The Comet Rendezvous Asteroid Flyby (CRAF) was a cancelled plan for a NASA-led exploratory mission designed by the Jet Propulsion Laboratory during the mid-to-late 1980s and early 1990s, that planned to send a spacecraft to encounter an asteroid, and then to rendezvous with a comet and fly alongside it for nearly three years. The project was eventually canceled when it went over budget; most of the money still left was redirected to its twin spacecraft, Cassini–Huygens, destined for Saturn, so it could survive Congressional budget cutbacks. Most of CRAF's scientific objectives were later accomplished by the smaller NASA spacecraft Stardust and Deep Impact, and by ESA's flagship Rosetta mission.

Overview
Designed to be the first of the planned Mariner Mark II series of spacecraft, CRAF was to closely examine a comet during a part of its orbit around the Sun.

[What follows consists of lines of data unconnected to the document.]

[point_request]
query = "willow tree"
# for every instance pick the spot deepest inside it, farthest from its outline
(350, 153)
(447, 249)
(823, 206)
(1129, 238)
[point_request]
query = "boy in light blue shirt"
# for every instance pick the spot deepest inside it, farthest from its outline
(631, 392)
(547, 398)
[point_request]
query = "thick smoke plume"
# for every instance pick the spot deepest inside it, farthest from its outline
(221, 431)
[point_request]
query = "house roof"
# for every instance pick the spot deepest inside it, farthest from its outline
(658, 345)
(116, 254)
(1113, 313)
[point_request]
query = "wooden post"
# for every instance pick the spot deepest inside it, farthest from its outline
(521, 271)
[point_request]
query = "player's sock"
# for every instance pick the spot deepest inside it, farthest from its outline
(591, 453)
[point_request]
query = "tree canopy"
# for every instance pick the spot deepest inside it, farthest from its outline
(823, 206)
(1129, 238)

It was to launch a heavily instrumented penetrator/lander into the comet's nucleus to measure temperatures and chemical composition. CRAF's other instruments would collect data on the comet's nucleus, its coma, and its 
dust and ion cloud and tail. CRAF was also to provide the first close-up look at how a comet's coma and its tail of dust and ions form. CRAF and Cassini missions were a collaborative project of NASA, the European Space Agency and the federal space agencies of Germany and Italy, as well as the United States Air Force and the United States Department of Energy.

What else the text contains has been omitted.